61, father of 5, business coach/mentor at Centre for Mentoring and Coaching; CEO of National Coalition-Building Institute.
What made you wake up in terms of who you are as a man and a black man?
I went to a Prime Minister Diversity Challenge workshop run by NCBI at Russell Square in 2001. The question was asked ‘stand if you identify as a man?’ I was 46 and I realised that I’d never really looked at myself in this way properly before and that no one had specifically acknowledged me for my male identity.
It was incredibly important to see myself of African heritage and all the context that brings with it. However, as a man I was drifting along with that identity. At that moment, I realised what power I have as a man. And most significantly as a father and a partner. I recognised how important it was to continue being around for my children, and subsequently, when I got involved with the Criminal Justice System to realise how many of those young men in prison haven’t been fathered.
And what did doing Beyond The Hero mean to you along this journey?
I discovered what a good emotion anger is when it’s clean. That there is a difference between rage and anger but that anger expressed corrected can be the path to liberation. The great thing about rites of passage work is that it gets below the veneer of masculinity, and BTH is very much a process of pull rather than push, which means you step willingly into a place for change.
Also we as human beings all love being read stories, and this is at the core of BTH. It takes you back to childhood and who we once were. We find another type of hero within ourselves, not the male one that society so often puts forward in a macho way.

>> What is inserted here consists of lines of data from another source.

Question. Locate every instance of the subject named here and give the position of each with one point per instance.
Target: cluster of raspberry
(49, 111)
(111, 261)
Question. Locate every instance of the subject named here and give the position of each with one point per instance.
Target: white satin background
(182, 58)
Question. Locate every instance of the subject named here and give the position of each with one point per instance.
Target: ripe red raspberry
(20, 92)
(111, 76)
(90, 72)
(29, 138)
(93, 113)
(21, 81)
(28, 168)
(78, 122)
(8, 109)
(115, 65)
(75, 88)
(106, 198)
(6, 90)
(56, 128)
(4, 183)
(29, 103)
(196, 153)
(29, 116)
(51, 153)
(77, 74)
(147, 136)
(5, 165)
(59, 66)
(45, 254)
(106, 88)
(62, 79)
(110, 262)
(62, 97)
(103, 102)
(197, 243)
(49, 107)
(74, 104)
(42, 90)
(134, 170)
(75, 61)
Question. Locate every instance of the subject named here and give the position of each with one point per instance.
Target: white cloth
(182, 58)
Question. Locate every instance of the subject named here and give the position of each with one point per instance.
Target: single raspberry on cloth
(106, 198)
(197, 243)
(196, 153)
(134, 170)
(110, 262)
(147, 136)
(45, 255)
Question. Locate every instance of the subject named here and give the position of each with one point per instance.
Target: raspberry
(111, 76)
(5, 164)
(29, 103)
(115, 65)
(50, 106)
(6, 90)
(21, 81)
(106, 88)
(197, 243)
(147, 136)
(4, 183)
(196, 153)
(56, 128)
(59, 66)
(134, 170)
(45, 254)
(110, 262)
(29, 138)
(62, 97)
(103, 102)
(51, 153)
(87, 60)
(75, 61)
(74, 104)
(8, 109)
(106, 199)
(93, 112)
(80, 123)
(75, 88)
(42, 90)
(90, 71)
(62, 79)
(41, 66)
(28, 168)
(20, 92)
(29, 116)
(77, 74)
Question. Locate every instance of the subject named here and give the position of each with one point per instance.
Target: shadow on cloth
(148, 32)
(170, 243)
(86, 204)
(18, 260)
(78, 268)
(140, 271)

And you were instrumental in setting up London’s Beyond The Difference weekend?
Yes, abob approached me with the intention of setting up a BTH weekend, which would attract men of colour. I helped influence the thinking about the course with more of a black perspective in mind. To support the delivery US-based James McCleary also came over. I still continue to support abob with diversity consciousness.
For example on the nature walk is a tree hundreds of years old. It’s historical existence has both an African and a European historical perspective. I suggested referencing an African perspective too. The brilliant thing about abob is that they are very willing to hear and evolve.
How did you get involved in the Haringey group?
I always wanted to get more involved but was incredibly busy. I knew it was important when a London group started to be attracting men from diverse backgrounds so I helped with that. Through my contacts, we got to know about black events going on in Haringey and attended them. For example there is an organisation called Find Your Voice which had about 200 people at one of its events. We started by attracting men to care about their community and to become mentors. The young men came afterwards.
How do you see it in Haringey?
I think the potential in Haringey is huge. There are too many young men in need of mentoring and there are too many older men who don’t know what to do to help them. We are busy forming different partnerships and have plans for a number of adult programmes and of course young people programs too. We are also building relationship with other community groups such as MAC UK, Father 2 Father and on a bigger scale Tottenham Hotspur FC. And, we already have plans to take ABOB into other areas of London in 2016.